Bless my dear heart, and the heart of anyone similarly afflicted. Which is to say, humankind. Everyone means well. Nor can we imagine (I certainly couldn’t) there’s any option for it to be otherwise.
It turns out to be a gesture of enormous kindness not to work so hard to hold life at bay.
I was out of harmony with life. Thinking I could somehow be in control — not only of the future but of this very moment, already under way. (Talk about insane!) My innards were rigid with resistance, with the strain to exert control, to protect myself and those I loved. I was, like a once-living tree turned to stone, petrified.
It turns out to be a gesture of enormous kindness not to work so hard to hold life at bay. Not to process every little thing life hands you, but simply to be with it, as it is. To rest in it, even. To feel it (even when it hurts) as simply the way life feels right now. It is radically kind to self to not resist, to realize you just are not in control of most of what’s ahead, let alone anything that’s already here. To turn toward the truth of the absence of control and predictability, to be soft in the face of the unknowable, is to deeply rest.

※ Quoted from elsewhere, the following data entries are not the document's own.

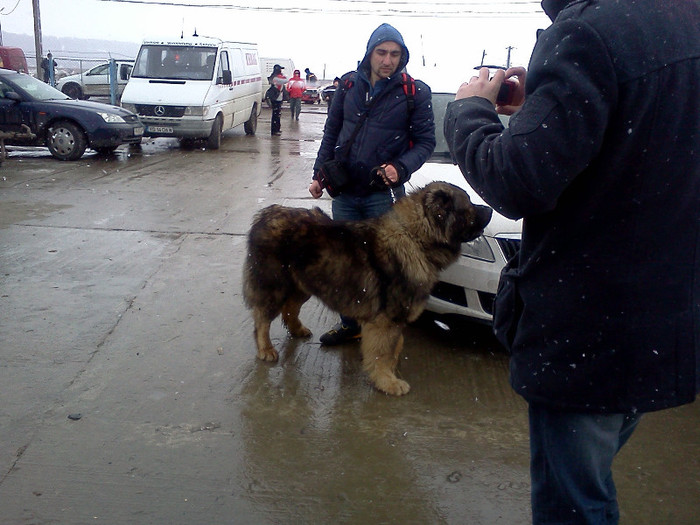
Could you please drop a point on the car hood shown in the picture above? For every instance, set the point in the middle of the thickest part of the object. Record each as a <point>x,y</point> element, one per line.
<point>88,105</point>
<point>69,78</point>
<point>444,172</point>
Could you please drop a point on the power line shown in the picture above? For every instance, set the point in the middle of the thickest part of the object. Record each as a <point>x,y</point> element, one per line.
<point>386,8</point>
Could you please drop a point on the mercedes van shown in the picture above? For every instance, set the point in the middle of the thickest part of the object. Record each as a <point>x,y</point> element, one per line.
<point>195,88</point>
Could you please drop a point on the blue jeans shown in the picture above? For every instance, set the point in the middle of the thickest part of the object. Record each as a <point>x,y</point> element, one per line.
<point>571,457</point>
<point>295,107</point>
<point>349,208</point>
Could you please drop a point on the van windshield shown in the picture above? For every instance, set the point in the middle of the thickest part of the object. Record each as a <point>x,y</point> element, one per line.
<point>175,62</point>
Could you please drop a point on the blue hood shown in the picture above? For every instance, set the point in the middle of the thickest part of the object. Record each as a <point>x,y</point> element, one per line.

It’s to be gentle toward life, toward yourself. You’re at last enabled to feel the ongoing deliciousness of being alive (no matter how hard it may be at any given moment). The heart is able, after all the years of struggle, to do the sweet thing it was meant for, which is not to tense in fear or anger, but to love.
To be with life as it is is not only to be finally sane. The relinquishing of misspent attention and effort frees up all kinds of resources: energy, intelligence, creativity, curiosity, generosity, clarity. All things that live in us human beings, just awaiting space, expression. Only we generally wall off these things behind the rigid structures of belief and the desire to control. We are walled off from our very selves.
It’s no wonder we’re walled off from one another. No wonder we take refuge in the false relief of substances and what passes for entertainment, all the escape hatches people resort to. No wonder we have trouble holding still, relaxing into what’s there when we allow quiet to come. There’s so much in the way. And we put it there! God, what does it take to come to terms with that? Life didn’t “do it” to us — to me. As long as we cling to that cherished belief (on which all our suffering depends), the craziness is doomed to continue to define our lives.
All because we ache to be at peace. Little do we imagine — little did I — that the longed-for rest, and even joy, comes not of trying to manipulate life, or ourselves, but from relaxing into this moment, as it is given. Sane at last. Glad to be in this life, this world, imperfect though it may be.